By Jeffrey R. Toobin

Billy Hobbs, '71, heavyweight rowing silver medalist at the 1972 Munich Olympics, slaps his significant girth, smiles and says, "This is a change in strategy."

There have been several such changes in strategy--though none quite so dramatic--since 1972, when Harry Parker coached a heavyweight beat with six of nine oarsmen from Harvard to second place in Germany. Every year since, almost all of the nine have reassembled in Cambridge for another shot at rowing glory in the Head of the Charles Regatta.

"We hadn't trained for this one, but I supposed we'll start now," says Steve Carr '74, a member of the celebrated "Rude and Smooth" crews of the middle seventies who made national titles in every division near-private property in Newell Boat House. It's been five years since most of the R&S gang graduated, and they planned a reunion in the Championship Eights race in the 1979 Head of the Charles Regatta.

So these two increasingly venerable and vulnerable units met in semi-serious liquid combat yesterday on the Charles to determine bragging rights for the Harvard crews of old.

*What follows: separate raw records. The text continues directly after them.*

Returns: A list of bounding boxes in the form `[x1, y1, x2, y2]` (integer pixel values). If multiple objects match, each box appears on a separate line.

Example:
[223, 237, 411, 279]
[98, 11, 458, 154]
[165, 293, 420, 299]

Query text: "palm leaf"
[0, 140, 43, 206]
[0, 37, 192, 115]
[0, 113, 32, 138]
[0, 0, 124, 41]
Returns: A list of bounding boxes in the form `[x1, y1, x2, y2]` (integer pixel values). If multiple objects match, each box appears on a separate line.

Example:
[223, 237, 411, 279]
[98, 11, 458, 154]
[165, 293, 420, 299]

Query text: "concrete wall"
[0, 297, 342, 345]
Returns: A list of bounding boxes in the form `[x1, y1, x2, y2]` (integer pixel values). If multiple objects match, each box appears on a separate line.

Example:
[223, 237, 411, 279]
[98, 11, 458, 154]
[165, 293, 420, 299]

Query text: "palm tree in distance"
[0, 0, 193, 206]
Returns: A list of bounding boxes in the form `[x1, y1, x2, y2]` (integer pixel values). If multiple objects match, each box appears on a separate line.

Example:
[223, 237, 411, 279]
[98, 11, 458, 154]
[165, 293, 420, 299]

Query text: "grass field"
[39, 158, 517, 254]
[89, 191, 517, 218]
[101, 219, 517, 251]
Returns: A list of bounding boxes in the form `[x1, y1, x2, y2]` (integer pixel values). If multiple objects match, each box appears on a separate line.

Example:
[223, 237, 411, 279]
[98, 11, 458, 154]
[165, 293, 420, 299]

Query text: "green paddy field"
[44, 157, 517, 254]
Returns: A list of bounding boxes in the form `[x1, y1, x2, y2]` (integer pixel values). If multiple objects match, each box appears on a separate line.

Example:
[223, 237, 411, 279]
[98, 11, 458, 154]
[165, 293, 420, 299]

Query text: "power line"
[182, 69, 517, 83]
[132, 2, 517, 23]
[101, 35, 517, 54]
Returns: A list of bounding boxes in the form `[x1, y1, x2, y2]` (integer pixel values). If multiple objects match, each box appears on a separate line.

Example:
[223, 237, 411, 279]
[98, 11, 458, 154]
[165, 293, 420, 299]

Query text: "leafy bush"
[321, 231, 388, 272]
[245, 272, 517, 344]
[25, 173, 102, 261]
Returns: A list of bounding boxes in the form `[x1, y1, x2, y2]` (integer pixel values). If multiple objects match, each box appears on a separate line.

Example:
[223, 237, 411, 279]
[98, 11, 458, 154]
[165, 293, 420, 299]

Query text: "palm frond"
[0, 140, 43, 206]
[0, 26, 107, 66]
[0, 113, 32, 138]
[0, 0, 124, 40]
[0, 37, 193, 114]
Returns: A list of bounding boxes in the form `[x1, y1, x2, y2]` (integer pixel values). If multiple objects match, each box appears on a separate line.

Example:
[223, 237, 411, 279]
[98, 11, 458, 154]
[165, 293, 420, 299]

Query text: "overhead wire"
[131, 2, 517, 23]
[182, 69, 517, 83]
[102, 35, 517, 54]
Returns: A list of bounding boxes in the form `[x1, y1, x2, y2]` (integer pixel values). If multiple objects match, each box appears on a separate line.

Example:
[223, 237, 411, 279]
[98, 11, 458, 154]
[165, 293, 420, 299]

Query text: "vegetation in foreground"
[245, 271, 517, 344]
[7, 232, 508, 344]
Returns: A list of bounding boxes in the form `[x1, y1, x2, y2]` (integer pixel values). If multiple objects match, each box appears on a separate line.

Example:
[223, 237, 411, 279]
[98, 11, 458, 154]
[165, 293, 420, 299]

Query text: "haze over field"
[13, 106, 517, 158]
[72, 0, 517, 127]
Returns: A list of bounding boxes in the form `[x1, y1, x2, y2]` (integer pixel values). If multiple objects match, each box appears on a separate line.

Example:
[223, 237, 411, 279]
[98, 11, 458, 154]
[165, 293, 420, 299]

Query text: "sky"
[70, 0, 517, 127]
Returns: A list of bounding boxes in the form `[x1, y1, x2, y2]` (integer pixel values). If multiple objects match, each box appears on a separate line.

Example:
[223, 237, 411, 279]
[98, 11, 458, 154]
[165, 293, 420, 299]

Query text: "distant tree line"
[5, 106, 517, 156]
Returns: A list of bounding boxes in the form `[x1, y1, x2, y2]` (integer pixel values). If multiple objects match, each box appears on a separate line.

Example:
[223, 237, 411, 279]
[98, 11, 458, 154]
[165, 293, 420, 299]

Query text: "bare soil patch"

In the awesome complexity of the Head starting procedures and scoring systems, the two boats never saw each other on the river. Staggered starts had the Olympic boat starting in 21st position, and Rude& Smooth, racing under the singularly undistinguished name of the Composite Crew, begginning 37th.

The Olympians race under the appelation of the Alte Achter Rowing Club, (Old Eight in German, site of their proudest moments) a name the six Harvard graduates gave to the organization they hoped would bring them together every year. The "club"--it has no permanent home--now fields entries in several events and, as a group, finished 26th in overall points. And Parker races under the A.A. credo in his single sculling.

The R & S have no formal ties and in their creaky post-race state, admitted that the five years have sapped much of the muscle tone and some of the competitive spirit. Stroke Peter Lowe '74 says one advantage remained however: "With Billy Hobbs'stomach the way it was, it wasn't that difficult."

Both crews rowed graceful, if unspectacular, races, moved swiftly to the numerous Heinekens, and waited for the computer to spit out the result. Verdict: The Rude and Smooth finished 32nd; Alte Achter 33rd, 2.9 seconds behind. Youth, relatively speaking of course, had triumphed.